Arrow-right Camera
The Spokesman-Review Newspaper
Spokane, Washington  Est. May 19, 1883

Fed members saw need for ‘significant’ hikes

Associated Press

WASHINGTON — Federal Reserve policy-makers suggested that “significant” increases in short-term interest rates probably would be needed to keep inflation from becoming a problem, according to minutes released Thursday of their August meeting.

Federal Reserve Chairman Alan Greenspan and his colleagues on the Federal Open Market Committee — the group that sets interest rate policy in the United States — unanimously agreed at the Aug. 10 meeting to boost a key short-term interest rate by one-quarter percentage point to 1.5 percent.

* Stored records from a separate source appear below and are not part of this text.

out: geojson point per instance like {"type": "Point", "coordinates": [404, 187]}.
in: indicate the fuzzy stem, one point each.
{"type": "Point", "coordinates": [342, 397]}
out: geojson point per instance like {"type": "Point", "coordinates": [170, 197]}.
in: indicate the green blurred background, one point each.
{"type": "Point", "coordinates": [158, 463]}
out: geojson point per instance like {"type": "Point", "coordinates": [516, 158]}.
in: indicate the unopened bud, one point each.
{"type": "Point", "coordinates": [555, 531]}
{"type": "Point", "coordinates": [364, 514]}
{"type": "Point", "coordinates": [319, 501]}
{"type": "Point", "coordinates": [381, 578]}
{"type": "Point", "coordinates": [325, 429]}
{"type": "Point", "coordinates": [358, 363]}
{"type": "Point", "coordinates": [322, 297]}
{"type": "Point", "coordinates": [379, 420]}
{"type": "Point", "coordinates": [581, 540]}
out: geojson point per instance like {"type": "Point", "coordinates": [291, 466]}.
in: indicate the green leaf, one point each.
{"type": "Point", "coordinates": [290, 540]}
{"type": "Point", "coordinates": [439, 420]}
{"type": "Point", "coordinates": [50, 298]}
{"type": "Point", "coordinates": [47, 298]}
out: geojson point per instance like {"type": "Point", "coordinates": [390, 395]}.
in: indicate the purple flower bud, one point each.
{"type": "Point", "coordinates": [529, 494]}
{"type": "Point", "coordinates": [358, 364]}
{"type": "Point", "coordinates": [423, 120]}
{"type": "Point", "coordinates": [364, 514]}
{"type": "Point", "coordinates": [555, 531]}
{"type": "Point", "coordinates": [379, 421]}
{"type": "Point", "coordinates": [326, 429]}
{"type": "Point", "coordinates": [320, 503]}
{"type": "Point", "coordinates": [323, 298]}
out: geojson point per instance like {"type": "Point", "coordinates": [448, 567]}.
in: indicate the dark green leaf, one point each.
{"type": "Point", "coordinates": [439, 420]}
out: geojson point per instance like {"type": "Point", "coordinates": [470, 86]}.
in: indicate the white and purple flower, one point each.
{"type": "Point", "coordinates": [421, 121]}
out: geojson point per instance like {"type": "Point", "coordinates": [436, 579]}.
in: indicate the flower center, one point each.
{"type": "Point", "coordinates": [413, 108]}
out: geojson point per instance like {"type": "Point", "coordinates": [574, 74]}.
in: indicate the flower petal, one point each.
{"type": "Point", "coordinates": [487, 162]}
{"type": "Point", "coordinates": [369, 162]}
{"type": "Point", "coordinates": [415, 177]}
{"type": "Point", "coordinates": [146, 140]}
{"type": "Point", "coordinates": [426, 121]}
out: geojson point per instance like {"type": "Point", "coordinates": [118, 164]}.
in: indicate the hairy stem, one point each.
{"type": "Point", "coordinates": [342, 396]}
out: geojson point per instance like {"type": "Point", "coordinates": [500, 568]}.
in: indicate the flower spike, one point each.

“Given the current quite low level of short-term rates, especially when judged against the recent level of inflation, members noted that significant cumulative policy tightening likely would be needed to foster conditions consistent with the committee’s objectives for price stability and sustainable economic growth,” the minutes said. It didn’t elaborate on what “significant” meant.

The news came as a surprise to many bond traders, who had been betting since the last Fed meeting that the pace of rate increases might slow. The price of the 10-year note fell Thursday, pushing up its yield back above 4 percent after falling earlier in the day to 3.96 percent.